The complete Balance Wheel model chains the three modules:

.. code-block:: python

   class BalanceWheel(nn.Module):
       def __init__(self, d_model=128, n_heads=4, n_layers_enc=2,
                    n_layers_pred=4, hidden=256, max_n=100):
           super().__init__()
           self.encoder = PiecewiseDemographyEncoder(
               d_model=d_model, n_heads=n_heads, n_layers=n_layers_enc)
           self.predictor = SFSPredictor(
               d_model=d_model, hidden=hidden,
               n_layers=n_layers_pred, max_n=max_n)

       def forward(self, log_sizes, log_times, n, theta_L):
           z = self.encoder(log_sizes, log_times)
           expected_sfs = self.predictor(z, n, theta_L)
           return expected_sfs

       def log_likelihood(self, log_sizes, log_times, observed_sfs, theta_L):
           n = observed_sfs.shape[-1] + 1
           expected_sfs = self.forward(log_sizes, log_times, n, theta_L)
           return poisson_log_likelihood(observed_sfs, expected_sfs)

.. list-table:: Computational complexity per module
   :header-rows: 1
   :widths: 25 25 50

   * - Module
     - Complexity
     - Bottleneck
   * - Demography Encoder
     - :math:`O(K^2 d)` (Transformer) or :math:`O(Sd)` (Neural ODE)
     - Self-attention over :math:`K` epochs (typically :math:`K \leq 10`)
   * - SFS Predictor
     - :math:`O(H^2 L_{\text{layers}})` (MLP)
     - Matrix multiplications in hidden layers
   * - Poisson Likelihood
     - :math:`O(n)`
     - One pass over :math:`n - 1` SFS entries
   * - Backpropagation
     - Same as forward
     - Automatic; no additional algorithmic complexity

Total: :math:`O(K^2 d + H^2 L_{\text{layers}} + n)`, dominated by the MLP's
hidden layers.

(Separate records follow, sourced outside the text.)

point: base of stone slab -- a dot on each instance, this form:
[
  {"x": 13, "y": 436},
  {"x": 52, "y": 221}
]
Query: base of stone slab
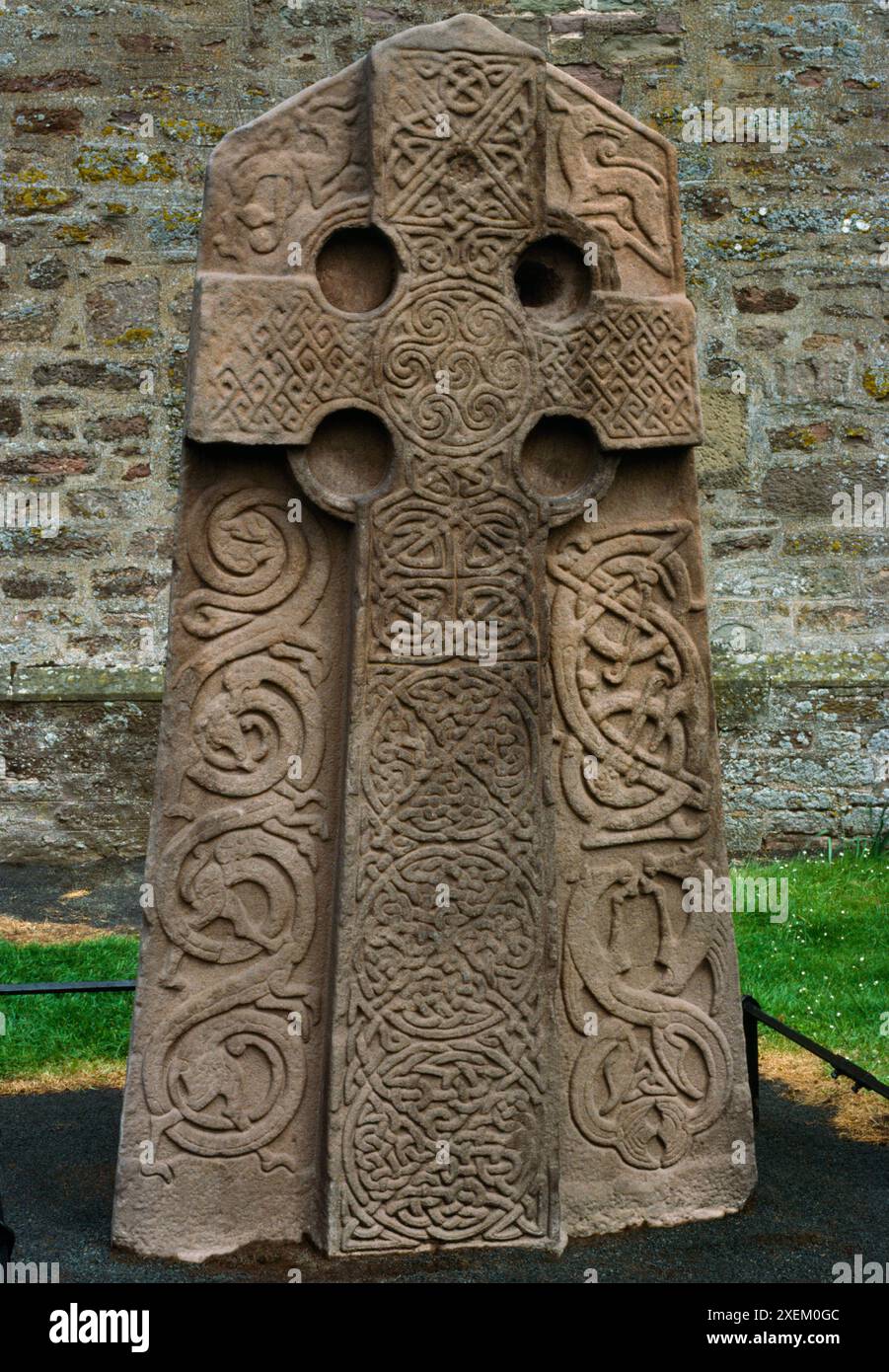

For typical parameters (:math:`K \leq 10`, :math:`d = 128`,
:math:`H = 256`, :math:`L_{\text{layers}} = 4`, :math:`n \leq 100`), the
forward pass takes ~0.1 ms on a modern GPU. Compare this to moments' ~10 ms
for a single population or dadi's ~100 ms -- a 100--1000× speedup.

.. admonition:: The architecture is deliberately simple

   Balance Wheel uses MLPs where Mainspring uses Transformers and Escapement uses
   variational posteriors with Gumbel-softmax. This simplicity is not a
   limitation -- it reflects the nature of the problem. The mapping
   :math:`\Theta \to \mathbf{M}(\Theta)` is a smooth, low-dimensional function.
   It does not require the expressive power of attention mechanisms or the
   statistical sophistication of variational inference. A well-trained MLP is
   the right tool for this job, just as the balance wheel -- a simple oscillating
   mass -- is the right regulator for a mechanical watch.